I saw this post on Forbes about presentations that I thought was great. The posting describes a simple test by Vinod Khosla: show someone your slide for five seconds, then ask them to describe its content. I had the good fortune to learn this from Yuri Shtivelman, when he and I worked at Nortel Networks. Yuri would have me step through my slide presentation, spending a few seconds on each slide. For each slide he would ask, "what's the message?". Then we would write down each message, look at them in sequence, and determine whether they told the story we were trying to tell. It was an approach that worked quite well, especially during strategic planning season.
What are the take-away's here?
- You have to create presentations for the right side of your audience's (collective) brain--the side that processes images and ideas vs. words and arguments.
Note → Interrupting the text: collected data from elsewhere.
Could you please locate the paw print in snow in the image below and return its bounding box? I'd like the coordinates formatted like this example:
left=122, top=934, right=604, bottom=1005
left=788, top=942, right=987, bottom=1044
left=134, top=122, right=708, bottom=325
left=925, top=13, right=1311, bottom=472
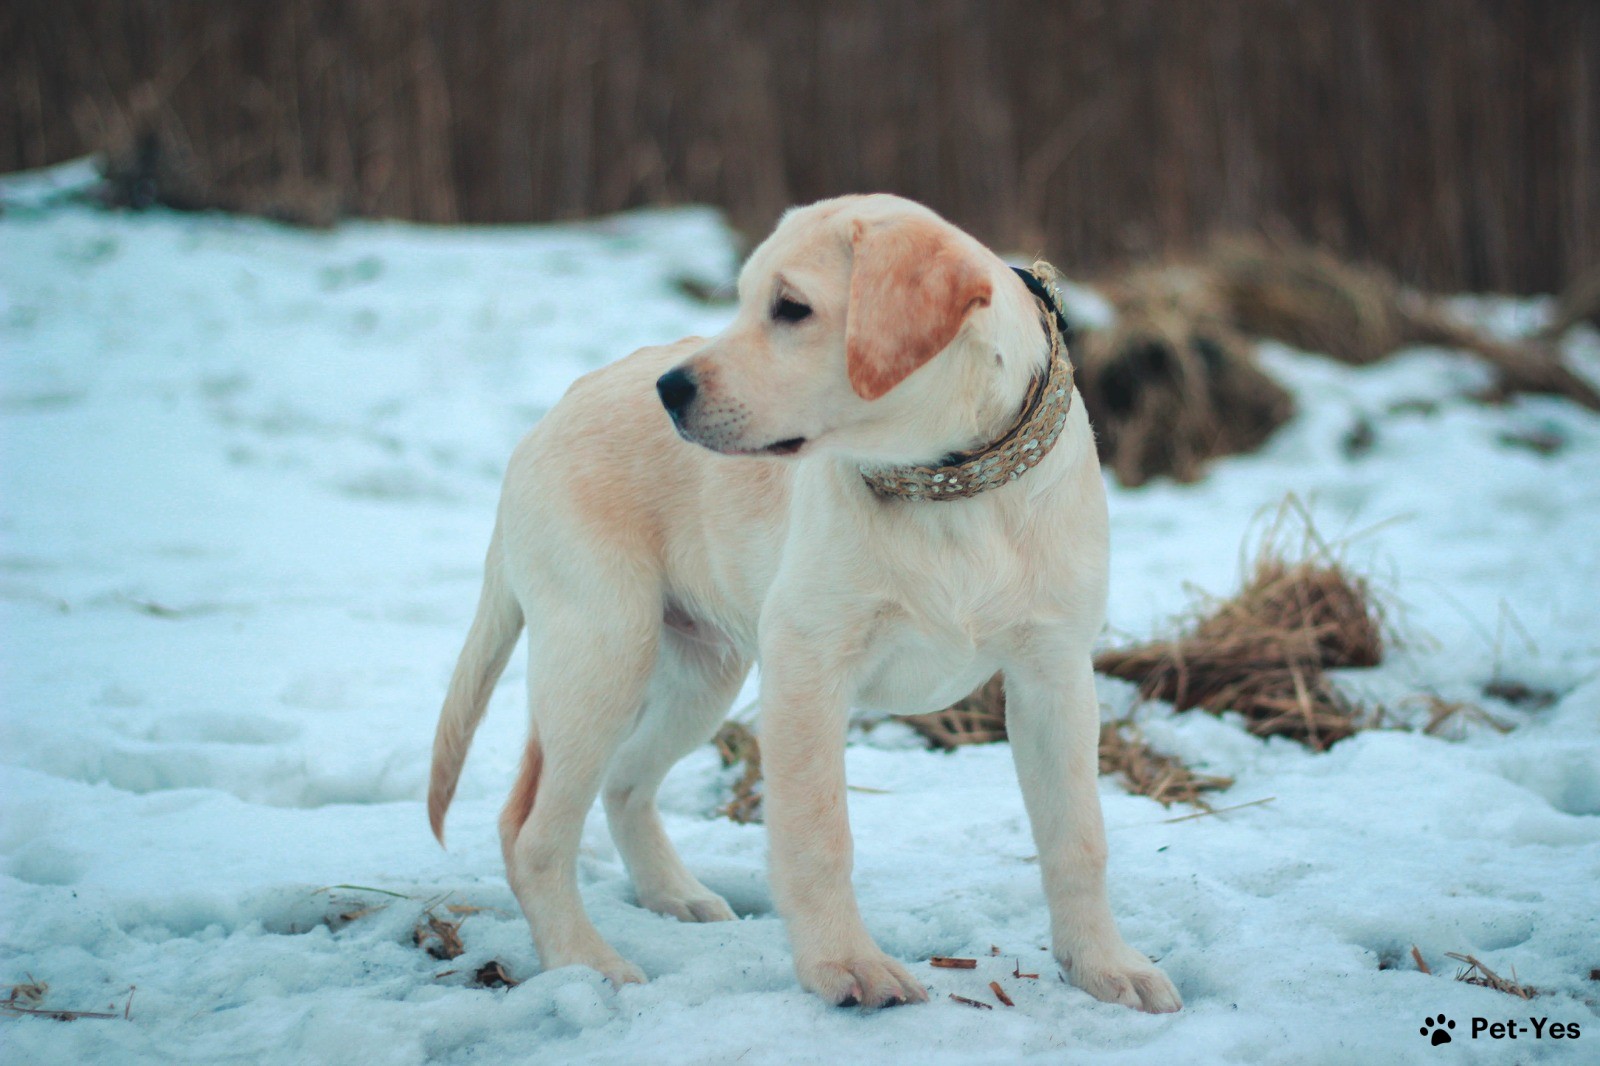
left=1420, top=1014, right=1456, bottom=1045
That's because people don't read your slide, they absorb it.
- As the Forbes post describes, when you put up a slide people focus on it... and stop listening to you. If you don't believe me, try putting a picture of a puppy in your presentation, in some random spot, and watch what happens.
- The presentation is for your audience, not you. If you need cues to remember your key points, write them out on index cards.
- Tailor the slide material to the preferences of you audience. Your CFO will want to see numbers in a table more than a chart. Your CTO will want to see a diagram.
- As always, less is more. Guy Kawasaki's 10/20/30 rule is still the best!